Order of events:
1am: alert went yellow, email was sent out
1:15am: alert recovered
2am, and each additional hour: email was sent out saying alert was
yellow (it was actually showing green)
10:30a: I restart Hobbit and get the "stale alert" message, and it
finally stops sending alerts. Recovery email was never sent out, even
though it is in the alert rules.
On Nov 14, 2007 11:22 AM, Josh Luthman <user-4c45a83f15cb@xymon.invalid> wrote:
You're saying it went yellow, then green. The log tells you it sent an
alert when it was yellow.
I'm not sure I'm seeing the problem here =/ It sent an alert first when it
was yellow and another when it switch to green to inform you it recovered,
correct?
On 11/14/07, Gary Baluha <user-ae3e15c22de1@xymon.invalid> wrote:
Yes, the alert history shows it went yellow and then 5 minutes later
recovered. The web page is showing everything correct. However, when
I check the notifications.log file, I can see that it was still
sending alerts about it being yellow, even though it was definitely
green.
On Nov 14, 2007 10:38 AM, Josh Luthman <user-4c45a83f15cb@xymon.invalid>
wrote:
Click on it the host's test and click on history - was red at all?
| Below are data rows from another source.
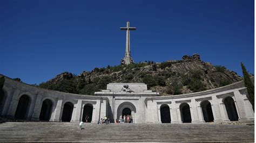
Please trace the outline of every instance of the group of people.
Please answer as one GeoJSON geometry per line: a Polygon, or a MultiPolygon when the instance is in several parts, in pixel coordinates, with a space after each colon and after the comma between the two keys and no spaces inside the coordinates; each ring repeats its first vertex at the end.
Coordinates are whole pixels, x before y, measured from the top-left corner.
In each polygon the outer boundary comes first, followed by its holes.
{"type": "Polygon", "coordinates": [[[133,119],[131,115],[124,115],[122,119],[117,119],[116,120],[116,123],[133,123],[133,119]]]}
{"type": "Polygon", "coordinates": [[[106,116],[105,116],[103,118],[98,120],[98,124],[110,124],[110,119],[107,118],[106,116]]]}
{"type": "MultiPolygon", "coordinates": [[[[89,117],[88,116],[86,116],[85,117],[85,121],[87,123],[89,117]]],[[[131,115],[124,115],[124,117],[122,119],[117,119],[116,120],[116,123],[133,123],[133,120],[132,119],[132,116],[131,115]]],[[[83,124],[84,123],[81,121],[79,124],[79,126],[80,130],[84,129],[83,127],[83,124]]],[[[108,118],[106,116],[105,116],[103,118],[101,118],[100,120],[98,120],[98,124],[110,124],[110,119],[108,118]]]]}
Are the WWW pages updating? Look in the top right corner of the page
once
you click on the host's test link.
On 11/14/07, Gary Baluha < user-ae3e15c22de1@xymon.invalid> wrote:
I noticed this morning that our Hobbit server was sending out alerts
for the process check for a machine that was actually shown as green
on the hobbit web page. I checked on the monitored machine, and the
alert was indeed green, yet the server was still sending out emails as
though it were in a yellow state. I restarted the Hobbit client on
the monitored machine, and then restarted the Hobbit server on the
server. After doing this, I noticed the following in the page.log
file:
2007-11-14 10:26:13 Stale alert for host-name:procs dropped
(I changed the actual host name to "host-name" to protect the
innocent)
What exactly does this mean? Before I restarted the Hobbit server
process, I manually edited the alert.chk temp file and removed the
erroneous alert, but that didn't correct the problem. It was only
after I restarted the Hobbit server process that it cleared the alert.
Is this a bug in the 4.2.0 code, or is there something else going on
here?